In series of Tweets early on Wednesday, Kuzu said: “The MHP serves the great Turkish nation by supporting the presidential system. Those who don’t like [MHP’s support for the AKP] went mad.”

He further said: “In a presidential system [in Turkey], the MHP will always have a voice in state governance. Everyone must know this. Hate-mongers are at work. But [their efforts are] pointless.”

Following MHP leader Devlet Bahçeli’s promise in November to Prime Minister Binali Yıldırım to support the AKP government when a draft constitution was submitted for parliamentary approval, the main opposition Republican People’s Party (CHP) objected, claiming the draft constitution aims to switch to a presidential system of governance in Turkey.

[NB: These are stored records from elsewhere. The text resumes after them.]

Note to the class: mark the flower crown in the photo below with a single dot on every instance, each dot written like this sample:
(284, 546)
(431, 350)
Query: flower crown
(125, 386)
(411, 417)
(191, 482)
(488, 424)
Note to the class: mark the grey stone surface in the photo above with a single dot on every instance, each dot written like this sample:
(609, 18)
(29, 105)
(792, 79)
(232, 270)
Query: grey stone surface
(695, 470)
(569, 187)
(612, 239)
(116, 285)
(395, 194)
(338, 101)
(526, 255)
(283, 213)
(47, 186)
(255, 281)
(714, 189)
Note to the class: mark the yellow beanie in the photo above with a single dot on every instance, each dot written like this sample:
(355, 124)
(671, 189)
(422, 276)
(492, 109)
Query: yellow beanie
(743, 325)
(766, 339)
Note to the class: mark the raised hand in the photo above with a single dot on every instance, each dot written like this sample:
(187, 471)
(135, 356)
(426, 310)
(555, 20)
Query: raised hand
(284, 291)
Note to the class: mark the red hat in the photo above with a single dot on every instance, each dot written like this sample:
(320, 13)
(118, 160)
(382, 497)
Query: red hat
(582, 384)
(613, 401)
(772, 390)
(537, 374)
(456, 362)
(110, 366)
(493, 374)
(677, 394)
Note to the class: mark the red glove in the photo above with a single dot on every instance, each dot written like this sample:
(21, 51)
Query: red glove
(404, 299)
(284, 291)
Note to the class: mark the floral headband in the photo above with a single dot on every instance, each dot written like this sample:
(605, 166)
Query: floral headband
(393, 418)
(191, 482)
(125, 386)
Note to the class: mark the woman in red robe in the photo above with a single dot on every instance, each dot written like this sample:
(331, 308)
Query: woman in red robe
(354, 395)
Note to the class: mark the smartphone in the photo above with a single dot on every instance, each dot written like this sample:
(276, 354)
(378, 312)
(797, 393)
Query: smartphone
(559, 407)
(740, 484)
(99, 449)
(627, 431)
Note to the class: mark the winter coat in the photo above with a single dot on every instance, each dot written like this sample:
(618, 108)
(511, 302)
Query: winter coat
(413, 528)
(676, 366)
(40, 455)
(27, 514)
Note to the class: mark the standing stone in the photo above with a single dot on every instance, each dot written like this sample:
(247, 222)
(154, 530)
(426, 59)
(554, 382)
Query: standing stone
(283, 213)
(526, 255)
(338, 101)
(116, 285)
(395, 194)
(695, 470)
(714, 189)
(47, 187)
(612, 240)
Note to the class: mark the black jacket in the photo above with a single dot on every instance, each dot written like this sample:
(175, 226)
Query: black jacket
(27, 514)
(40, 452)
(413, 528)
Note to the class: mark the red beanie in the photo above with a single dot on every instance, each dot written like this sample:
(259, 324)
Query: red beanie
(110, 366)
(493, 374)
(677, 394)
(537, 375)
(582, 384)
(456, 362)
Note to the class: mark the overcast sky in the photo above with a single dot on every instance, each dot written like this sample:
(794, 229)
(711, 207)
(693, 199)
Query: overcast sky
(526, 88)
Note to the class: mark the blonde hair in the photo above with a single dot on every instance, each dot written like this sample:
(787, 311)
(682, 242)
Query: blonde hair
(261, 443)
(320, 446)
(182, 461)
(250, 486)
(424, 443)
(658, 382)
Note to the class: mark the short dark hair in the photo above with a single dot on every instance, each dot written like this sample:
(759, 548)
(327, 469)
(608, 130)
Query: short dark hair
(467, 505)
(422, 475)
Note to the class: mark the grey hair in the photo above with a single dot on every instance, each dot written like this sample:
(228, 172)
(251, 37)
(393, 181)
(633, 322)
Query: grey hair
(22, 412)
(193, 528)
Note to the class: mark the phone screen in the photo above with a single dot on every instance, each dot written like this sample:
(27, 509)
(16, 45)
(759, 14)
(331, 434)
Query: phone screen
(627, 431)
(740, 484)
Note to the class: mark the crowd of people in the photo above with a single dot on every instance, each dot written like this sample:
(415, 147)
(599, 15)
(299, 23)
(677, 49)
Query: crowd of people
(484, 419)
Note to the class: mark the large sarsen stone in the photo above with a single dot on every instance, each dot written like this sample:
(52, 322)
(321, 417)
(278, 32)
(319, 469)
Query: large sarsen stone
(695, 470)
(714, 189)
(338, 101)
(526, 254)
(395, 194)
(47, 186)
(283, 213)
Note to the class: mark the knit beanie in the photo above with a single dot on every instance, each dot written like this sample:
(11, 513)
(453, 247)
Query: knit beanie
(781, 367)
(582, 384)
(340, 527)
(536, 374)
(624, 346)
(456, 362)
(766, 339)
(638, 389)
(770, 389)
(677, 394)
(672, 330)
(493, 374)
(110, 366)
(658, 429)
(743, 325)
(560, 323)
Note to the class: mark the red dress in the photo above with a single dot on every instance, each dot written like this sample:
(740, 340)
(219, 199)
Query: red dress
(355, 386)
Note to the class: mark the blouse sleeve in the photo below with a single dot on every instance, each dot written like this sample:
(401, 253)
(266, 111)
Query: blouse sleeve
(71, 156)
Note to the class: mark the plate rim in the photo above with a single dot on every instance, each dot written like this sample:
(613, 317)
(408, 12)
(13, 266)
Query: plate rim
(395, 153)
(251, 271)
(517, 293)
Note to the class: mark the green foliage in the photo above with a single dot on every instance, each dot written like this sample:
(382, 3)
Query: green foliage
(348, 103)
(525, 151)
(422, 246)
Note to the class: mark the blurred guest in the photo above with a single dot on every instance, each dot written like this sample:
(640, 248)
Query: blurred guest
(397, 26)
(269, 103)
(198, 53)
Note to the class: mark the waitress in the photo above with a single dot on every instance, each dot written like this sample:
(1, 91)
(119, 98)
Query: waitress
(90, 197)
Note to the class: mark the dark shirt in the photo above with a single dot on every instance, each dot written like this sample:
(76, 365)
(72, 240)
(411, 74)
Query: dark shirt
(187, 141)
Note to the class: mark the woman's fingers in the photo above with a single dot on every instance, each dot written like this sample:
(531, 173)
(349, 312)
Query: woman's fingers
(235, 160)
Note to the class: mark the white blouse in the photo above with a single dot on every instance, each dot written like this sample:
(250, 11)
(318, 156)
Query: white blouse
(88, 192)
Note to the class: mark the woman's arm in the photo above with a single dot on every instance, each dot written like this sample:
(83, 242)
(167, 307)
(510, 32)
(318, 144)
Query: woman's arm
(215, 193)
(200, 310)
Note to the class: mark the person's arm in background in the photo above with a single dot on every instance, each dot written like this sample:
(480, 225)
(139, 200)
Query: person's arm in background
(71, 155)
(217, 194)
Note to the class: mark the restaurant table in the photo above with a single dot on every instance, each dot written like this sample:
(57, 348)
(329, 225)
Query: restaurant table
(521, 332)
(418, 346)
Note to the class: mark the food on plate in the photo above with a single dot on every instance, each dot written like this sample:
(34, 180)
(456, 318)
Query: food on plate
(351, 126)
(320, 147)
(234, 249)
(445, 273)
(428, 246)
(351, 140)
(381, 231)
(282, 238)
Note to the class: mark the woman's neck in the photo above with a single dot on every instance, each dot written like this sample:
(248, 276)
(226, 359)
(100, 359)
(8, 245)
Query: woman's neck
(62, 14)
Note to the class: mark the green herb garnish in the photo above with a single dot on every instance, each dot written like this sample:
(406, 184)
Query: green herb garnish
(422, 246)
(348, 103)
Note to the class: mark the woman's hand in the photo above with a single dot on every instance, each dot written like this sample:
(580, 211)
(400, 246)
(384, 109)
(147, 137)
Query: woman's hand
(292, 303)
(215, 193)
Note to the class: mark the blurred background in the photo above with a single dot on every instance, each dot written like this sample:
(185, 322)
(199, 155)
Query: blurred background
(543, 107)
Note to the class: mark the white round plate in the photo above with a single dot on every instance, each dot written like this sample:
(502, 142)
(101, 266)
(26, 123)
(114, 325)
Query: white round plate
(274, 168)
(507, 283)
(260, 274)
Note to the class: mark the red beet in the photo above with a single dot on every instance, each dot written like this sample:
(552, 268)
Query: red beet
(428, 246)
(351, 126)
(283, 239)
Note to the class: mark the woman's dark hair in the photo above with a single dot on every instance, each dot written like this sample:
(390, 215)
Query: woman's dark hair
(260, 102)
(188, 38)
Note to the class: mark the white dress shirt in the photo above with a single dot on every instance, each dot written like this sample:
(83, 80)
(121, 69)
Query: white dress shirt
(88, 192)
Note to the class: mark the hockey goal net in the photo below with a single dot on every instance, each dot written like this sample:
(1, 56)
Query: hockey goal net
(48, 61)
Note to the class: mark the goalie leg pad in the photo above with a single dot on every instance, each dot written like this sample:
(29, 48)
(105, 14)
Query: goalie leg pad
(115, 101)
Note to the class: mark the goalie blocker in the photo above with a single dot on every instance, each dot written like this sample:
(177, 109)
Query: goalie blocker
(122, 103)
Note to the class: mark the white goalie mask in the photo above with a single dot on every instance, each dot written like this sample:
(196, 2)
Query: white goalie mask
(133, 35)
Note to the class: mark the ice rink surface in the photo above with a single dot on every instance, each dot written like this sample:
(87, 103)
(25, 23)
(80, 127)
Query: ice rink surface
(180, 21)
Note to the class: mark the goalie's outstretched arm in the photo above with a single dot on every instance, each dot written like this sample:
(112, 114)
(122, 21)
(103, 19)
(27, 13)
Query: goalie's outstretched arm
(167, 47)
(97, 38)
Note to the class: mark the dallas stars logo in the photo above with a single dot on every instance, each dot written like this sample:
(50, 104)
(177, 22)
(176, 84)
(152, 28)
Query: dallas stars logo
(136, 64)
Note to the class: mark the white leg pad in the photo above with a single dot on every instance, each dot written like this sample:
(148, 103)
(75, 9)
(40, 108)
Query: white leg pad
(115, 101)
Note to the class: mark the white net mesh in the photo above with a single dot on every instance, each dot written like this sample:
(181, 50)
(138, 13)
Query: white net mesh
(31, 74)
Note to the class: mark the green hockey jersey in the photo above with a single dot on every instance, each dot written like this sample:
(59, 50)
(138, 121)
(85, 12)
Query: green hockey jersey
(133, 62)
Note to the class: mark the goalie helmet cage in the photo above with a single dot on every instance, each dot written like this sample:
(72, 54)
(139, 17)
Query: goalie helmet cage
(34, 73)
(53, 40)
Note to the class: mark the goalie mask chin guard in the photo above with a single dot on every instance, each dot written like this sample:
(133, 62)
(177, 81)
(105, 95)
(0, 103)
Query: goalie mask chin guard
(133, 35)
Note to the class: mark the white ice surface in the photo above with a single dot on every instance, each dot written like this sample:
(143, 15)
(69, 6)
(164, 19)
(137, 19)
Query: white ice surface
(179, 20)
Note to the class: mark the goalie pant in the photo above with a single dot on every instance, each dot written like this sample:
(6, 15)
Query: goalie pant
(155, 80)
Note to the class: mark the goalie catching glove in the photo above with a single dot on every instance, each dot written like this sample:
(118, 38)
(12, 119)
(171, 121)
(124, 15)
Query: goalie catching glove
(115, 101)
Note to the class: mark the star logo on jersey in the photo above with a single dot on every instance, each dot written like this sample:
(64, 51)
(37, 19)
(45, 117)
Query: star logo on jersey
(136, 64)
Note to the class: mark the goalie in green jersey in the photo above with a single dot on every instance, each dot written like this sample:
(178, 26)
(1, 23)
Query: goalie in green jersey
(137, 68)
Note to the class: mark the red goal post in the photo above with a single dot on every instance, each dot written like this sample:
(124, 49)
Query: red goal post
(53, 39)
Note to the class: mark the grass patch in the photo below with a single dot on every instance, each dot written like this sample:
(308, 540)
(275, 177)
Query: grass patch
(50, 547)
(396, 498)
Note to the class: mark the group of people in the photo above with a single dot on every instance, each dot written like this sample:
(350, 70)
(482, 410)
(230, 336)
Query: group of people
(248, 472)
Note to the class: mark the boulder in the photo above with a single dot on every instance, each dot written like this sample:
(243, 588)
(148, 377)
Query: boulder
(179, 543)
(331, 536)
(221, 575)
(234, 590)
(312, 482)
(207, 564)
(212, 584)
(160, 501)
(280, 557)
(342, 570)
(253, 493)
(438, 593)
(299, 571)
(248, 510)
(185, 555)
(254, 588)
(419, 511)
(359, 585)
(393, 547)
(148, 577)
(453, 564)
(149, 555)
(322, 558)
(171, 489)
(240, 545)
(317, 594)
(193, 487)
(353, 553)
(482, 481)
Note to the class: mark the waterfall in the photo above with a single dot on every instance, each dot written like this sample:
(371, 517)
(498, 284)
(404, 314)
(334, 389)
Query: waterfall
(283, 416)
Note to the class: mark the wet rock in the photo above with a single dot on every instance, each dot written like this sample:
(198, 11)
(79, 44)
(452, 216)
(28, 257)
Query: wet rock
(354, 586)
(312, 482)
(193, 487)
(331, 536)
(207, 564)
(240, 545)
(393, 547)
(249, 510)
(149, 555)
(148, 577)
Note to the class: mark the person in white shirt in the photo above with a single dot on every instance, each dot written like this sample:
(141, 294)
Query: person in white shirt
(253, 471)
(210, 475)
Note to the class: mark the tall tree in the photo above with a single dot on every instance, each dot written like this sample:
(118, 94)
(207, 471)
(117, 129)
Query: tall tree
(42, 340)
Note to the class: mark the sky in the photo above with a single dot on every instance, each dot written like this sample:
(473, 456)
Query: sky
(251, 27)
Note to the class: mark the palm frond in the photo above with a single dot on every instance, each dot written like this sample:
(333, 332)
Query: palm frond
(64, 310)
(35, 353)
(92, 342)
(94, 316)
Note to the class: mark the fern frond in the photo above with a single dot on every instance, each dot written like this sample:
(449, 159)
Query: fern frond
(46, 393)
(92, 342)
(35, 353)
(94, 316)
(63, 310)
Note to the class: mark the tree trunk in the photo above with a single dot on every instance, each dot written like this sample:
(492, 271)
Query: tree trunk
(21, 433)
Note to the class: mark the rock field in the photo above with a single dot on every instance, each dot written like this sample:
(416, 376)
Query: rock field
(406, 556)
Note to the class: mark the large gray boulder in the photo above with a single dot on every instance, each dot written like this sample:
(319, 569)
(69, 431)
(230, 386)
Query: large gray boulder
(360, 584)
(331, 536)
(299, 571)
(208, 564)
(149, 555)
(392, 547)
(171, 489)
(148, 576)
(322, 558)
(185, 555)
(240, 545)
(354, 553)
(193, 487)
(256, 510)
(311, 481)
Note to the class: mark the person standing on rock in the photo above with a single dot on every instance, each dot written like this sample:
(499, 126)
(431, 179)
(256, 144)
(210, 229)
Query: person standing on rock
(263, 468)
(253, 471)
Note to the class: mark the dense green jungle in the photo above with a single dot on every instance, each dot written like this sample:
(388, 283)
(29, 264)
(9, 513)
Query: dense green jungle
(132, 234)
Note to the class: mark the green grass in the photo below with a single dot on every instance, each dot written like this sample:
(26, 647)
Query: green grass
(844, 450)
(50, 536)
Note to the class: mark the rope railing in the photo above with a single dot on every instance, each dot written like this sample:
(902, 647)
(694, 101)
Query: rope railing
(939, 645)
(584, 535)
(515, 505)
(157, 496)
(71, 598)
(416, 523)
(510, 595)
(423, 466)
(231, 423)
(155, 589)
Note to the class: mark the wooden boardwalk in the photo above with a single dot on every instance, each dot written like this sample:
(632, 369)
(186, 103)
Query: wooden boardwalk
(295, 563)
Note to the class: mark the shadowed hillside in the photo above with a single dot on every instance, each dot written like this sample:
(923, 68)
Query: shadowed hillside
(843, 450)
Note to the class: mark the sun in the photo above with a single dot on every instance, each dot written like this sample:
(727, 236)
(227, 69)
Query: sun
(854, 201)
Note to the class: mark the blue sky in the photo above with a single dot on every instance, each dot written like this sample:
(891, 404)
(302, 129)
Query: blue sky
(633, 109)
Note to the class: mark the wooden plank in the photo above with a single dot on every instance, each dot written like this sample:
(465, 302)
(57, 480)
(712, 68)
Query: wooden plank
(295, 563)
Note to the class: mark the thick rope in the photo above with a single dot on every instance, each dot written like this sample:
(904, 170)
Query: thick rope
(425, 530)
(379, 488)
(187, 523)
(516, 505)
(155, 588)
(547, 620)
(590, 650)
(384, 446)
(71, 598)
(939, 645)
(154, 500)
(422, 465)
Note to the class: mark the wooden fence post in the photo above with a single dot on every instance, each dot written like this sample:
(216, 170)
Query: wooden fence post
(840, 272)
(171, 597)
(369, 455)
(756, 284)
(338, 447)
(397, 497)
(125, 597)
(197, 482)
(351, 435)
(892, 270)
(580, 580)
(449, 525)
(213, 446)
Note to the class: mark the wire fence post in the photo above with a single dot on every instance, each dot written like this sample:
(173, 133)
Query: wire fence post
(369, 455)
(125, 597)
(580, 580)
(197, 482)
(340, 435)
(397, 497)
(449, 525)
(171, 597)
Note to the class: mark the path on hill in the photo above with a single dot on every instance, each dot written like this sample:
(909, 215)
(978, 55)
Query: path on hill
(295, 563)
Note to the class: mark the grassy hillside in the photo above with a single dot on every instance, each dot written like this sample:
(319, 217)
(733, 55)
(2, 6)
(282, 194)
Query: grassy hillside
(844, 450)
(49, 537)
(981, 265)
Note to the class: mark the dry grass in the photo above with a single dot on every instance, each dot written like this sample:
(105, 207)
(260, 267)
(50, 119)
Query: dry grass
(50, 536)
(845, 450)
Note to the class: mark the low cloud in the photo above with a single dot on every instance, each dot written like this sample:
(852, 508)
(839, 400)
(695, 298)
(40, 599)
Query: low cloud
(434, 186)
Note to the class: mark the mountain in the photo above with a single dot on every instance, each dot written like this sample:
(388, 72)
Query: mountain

Prior to his meeting with Yıldırım, Bahçeli also met with President Recep Tayyip Erdoğan at the presidential palace in Ankara amid ongoing debates about the introduction of an executive presidency and the reinstatement of capital punishment in Turkey.

The Erdoğan-Bahçeli meeting came at a time when Bahçeli sparked a fresh debate last month over the introduction of an executive presidency when he said there was a de facto situation in Turkey concerning its system of governance and that President Erdoğan was already acting like an executive president even though his post is largely ceremonial. Bahçeli said the situation needed to be resolved.

Bahçeli’s remarks were interpreted as supporting a switch to an executive presidency, and AKP government officials said they would bring a proposal for a change to an executive presidency to Parliament in January and present it in a referendum in April.